Neat JIT performance improvement when using BR or BR_S
If you had your choice of how IL got JIT'ed down to the host processor assembly language, how would your JIT handle unconditional branching with regards to how the IL is laid out? I would think the JIT'er would be a two step processor myself. It would basically lay out the assembly to kind of mimic what the IL looks like. However, the JIT'er as programmed, has a really cool optimization. Now, I'm not sure if this is fully implemented as an optimization, but I'm pretty sure it is. Check out the following code:
IL_0000: br IL_0005
IL_0005: br IL_000a
IL_000a: br IL_000f
IL_000f: br IL_0014
IL_0014: br IL_0019
IL_0019: br IL_001e
IL_001e: br IL_0023
IL_0023: br IL_0028
IL_0028: br IL_002d
So when the JIT'er encounters a forward jumping unconditional break, what does it do? Apparently, it doesn't do much at all. It simply moves the instruction pointer to the new location, and specifies that the IL be processed from there.

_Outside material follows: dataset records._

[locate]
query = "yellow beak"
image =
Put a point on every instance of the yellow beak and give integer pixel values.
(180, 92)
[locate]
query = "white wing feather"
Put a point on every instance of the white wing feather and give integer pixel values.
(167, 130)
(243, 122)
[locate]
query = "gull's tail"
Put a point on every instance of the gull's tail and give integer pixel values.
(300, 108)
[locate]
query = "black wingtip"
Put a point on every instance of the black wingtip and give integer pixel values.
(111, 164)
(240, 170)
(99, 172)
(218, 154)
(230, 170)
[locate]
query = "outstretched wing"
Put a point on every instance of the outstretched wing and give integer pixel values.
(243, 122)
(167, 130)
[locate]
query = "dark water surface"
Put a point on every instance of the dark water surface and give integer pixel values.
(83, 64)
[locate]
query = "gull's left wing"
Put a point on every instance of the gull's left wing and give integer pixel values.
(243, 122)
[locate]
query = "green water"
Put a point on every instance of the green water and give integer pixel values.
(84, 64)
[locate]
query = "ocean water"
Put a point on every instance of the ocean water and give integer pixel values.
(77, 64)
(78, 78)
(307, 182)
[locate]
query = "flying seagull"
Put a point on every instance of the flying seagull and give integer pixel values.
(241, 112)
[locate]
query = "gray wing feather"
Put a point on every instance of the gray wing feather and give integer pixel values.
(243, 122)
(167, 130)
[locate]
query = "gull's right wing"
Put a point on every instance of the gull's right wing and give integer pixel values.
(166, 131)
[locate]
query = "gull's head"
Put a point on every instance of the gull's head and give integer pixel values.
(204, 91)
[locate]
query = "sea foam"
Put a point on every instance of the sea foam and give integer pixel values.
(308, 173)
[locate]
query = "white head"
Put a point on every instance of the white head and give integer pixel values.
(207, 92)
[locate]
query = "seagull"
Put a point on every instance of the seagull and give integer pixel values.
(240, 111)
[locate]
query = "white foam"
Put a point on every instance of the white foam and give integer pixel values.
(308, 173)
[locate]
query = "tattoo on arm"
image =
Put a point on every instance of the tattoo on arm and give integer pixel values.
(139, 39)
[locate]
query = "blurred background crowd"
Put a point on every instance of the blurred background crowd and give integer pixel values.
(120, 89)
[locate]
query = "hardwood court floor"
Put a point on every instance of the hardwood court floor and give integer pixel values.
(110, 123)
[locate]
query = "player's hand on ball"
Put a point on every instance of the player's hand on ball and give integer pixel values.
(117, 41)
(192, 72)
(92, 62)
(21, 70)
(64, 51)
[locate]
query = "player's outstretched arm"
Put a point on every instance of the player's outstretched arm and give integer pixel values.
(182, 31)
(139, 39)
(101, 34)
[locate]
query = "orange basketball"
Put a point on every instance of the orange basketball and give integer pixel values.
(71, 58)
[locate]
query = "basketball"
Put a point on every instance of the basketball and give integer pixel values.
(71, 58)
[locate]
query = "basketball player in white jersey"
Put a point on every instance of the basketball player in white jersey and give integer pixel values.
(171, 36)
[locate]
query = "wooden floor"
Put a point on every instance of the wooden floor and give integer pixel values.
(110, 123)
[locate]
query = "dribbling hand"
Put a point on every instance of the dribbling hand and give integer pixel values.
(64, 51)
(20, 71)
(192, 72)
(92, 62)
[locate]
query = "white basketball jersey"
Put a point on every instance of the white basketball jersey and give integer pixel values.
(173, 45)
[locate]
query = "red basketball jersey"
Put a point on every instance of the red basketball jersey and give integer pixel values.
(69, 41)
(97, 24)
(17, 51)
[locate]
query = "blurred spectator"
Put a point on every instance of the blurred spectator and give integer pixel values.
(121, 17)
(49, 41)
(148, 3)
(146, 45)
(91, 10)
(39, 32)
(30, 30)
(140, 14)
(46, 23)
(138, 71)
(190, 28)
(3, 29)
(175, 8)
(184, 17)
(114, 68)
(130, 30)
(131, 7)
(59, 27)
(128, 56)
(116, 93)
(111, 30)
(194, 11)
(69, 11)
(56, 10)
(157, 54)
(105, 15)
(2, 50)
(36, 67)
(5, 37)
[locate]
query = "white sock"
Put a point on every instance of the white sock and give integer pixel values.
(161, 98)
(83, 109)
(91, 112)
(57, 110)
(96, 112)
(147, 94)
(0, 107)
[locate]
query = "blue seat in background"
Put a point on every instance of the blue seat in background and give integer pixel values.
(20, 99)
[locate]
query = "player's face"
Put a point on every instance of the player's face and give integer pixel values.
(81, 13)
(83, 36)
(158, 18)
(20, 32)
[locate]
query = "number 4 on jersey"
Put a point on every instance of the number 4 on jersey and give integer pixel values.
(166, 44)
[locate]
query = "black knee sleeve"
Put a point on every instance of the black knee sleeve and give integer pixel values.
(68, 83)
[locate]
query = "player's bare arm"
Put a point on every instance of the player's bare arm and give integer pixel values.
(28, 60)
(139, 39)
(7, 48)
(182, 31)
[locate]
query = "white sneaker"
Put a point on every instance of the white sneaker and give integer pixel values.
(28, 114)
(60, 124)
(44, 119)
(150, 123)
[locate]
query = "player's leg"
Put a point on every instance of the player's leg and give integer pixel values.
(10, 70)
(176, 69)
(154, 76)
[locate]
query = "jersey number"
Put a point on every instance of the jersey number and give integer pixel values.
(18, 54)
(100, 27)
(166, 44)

There are some assumptions that I'm making here, because the JIT'er does a few additional things. It makes sure you aren't jumping out of try/catch blocks. That is a given, since the jumps would have to be different if that were the case. It also makes sure the address jump doesn't run outside of the bounds of the method and all of the other basic checking. If the target has already been JIT'ed this optimization is kind of turned off as well, since we can't just start JIT'ing at the next address.
This brings me to something that might be really cool. Unconditional breaks over unused code might mean that unused code isn't compiled into memory. Code coverage into today's world is a big performance tool for removing unused code-paths that aren't in use anymore, or for ensuring that the test cycle covers all of the code that needs to be tested. However, at least from a performance perspective, the JITer is doing some of this work for you already. Taking a large assembly that is nothing more than say a break to the next statement, and doing this many thousands of times, results in a piece of JIT'ed code the same size as if you had only done the jump once.
A second side effect is that your code, no matter how it is formatted as IL, is also execution inlined in many cases.
While you can't really take advantage of this knowledge unless you want to be extremely picky about how you program your managed code, it is nice to know that the JIT is doing some really cool things behind the scenes. Note this isn't a license to leave in old code, since while the JIT'er may create an optimized method out of it, that would be the same as if the code were not even there, the JIT process still takes into account the total size of the IL when creating a FJitState tables and the resulting unmanaged code buffers. The smaller your IL the less memory the compilation of your method will take up. Also note that the code enhancements are different when you are inside of try/catch blocks. If you stay within the try/catch blocks, then things work fine, but trying to jump out of these blocks might have really bad performance ramifications. I might leave that for another entry once I've learned more about how the JITer works with exception catching code.
I also just learned of the FJitState tables and of some strange tuning metrics used by the JITer when allocating the unmanaged code buffer. I'm not sure yet, but I think these items might be a possible source of code performance improvement (or at least memory footprint improvement). Again, another entry, another time, but something to look forward to.